Во рту Алексея Григорьевича Долгорукова сделалось горько, словно желчь разлилась по всему его нутру. Нестерпимо захотелось «заесть» горькие мысли хоть чем-то сладким, и он, пошарив глазами в толпе, отыскал сына. От сердца отлегло при взгляде на этого высоченного красавца с добродушно-веселым лицом. Стоявший рядом с Иваном сын Меншикова Александр (их обоих приставил светлейший к юному императору) казался невзрачным, несмотря на спесивое, высокомерное выражение и орден Андрея Первозванного на груди.

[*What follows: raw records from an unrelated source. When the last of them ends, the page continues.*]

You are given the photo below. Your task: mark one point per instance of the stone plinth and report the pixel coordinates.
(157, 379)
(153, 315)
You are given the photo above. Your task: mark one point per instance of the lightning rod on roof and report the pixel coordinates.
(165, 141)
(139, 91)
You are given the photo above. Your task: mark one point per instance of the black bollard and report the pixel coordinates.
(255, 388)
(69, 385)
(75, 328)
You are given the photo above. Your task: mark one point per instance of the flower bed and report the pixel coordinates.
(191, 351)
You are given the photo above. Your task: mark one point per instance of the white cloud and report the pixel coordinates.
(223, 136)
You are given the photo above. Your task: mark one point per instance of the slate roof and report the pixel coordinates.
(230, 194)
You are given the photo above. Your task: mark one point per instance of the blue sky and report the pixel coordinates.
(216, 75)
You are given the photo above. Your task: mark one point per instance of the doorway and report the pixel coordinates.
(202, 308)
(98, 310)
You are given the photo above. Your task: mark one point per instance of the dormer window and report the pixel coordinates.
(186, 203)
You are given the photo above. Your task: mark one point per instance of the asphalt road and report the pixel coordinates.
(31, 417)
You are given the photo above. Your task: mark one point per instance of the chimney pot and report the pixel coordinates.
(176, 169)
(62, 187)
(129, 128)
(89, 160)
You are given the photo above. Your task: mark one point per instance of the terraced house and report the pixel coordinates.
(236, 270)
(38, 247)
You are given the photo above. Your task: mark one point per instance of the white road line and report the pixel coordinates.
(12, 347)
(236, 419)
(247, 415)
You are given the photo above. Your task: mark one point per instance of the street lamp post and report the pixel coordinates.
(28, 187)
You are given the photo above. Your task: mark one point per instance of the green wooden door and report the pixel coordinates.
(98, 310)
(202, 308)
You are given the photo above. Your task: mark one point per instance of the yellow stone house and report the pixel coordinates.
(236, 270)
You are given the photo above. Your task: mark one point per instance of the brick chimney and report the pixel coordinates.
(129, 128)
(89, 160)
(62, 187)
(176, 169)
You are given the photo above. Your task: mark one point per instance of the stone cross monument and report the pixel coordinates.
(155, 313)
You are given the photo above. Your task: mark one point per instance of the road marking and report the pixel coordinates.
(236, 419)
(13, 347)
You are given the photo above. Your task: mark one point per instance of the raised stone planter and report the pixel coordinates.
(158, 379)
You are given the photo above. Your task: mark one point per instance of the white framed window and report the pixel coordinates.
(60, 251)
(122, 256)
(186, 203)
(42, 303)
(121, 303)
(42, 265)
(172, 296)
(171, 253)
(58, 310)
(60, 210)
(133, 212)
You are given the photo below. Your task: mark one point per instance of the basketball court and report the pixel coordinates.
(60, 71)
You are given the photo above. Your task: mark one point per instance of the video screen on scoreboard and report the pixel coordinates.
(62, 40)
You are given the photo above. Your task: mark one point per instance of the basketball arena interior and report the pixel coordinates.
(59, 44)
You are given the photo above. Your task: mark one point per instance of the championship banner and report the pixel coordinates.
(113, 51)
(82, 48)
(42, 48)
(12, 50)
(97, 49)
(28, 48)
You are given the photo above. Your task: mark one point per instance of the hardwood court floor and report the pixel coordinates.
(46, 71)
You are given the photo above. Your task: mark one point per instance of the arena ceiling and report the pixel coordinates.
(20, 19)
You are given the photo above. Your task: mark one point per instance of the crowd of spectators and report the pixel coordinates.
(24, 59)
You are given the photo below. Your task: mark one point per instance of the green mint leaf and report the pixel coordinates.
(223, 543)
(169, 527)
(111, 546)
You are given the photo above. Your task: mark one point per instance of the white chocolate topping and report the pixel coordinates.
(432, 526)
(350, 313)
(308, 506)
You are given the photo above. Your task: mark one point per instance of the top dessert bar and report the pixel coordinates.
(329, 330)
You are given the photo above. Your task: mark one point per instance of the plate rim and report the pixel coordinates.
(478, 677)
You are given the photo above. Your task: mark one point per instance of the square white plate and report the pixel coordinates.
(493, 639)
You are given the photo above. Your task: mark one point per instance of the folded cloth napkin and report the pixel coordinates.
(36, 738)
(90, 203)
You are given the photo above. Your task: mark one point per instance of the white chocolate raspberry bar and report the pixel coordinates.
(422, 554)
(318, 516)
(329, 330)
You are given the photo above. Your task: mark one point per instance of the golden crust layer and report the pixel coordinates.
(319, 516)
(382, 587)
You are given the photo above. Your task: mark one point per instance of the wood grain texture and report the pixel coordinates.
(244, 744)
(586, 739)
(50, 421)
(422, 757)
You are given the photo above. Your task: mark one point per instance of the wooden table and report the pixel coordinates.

– Глядите, – пробулькал над самым ухом Долгорукова, с трудом сдерживая смех, Сапега, – этот-то… Александр Александрыч… и ленту Екатерининскую ко всем своим регалиям прицепил. Но вроде бы орден Святой Екатерины до сих пор давали одним только женщинам? Или я не прав?
– Прав, прав, – усмехнулся Долгоруков, и к нему вернулось благорасположение духа.
– А ваш хорош… хорош! – пробормотал Сапега. – Далеко пойдет, помяните мое слово! Я в таких вещах не ошибаюсь.
Да, Сапега не ошибался. Иван Долгоруков, писаный красавец, и впрямь пошел далеко: едва не стал шурином императора, но кончил жизнь свою на плахе в страшных мучениях. Но этого, понятно, Сапега не мог знать: сие вообще никому еще, кроме звезд, не было ведомо; просто он своим пронырливым польским нюхом мгновенно уловил, что хотел бы сейчас услышать собеседник, – и сказал это.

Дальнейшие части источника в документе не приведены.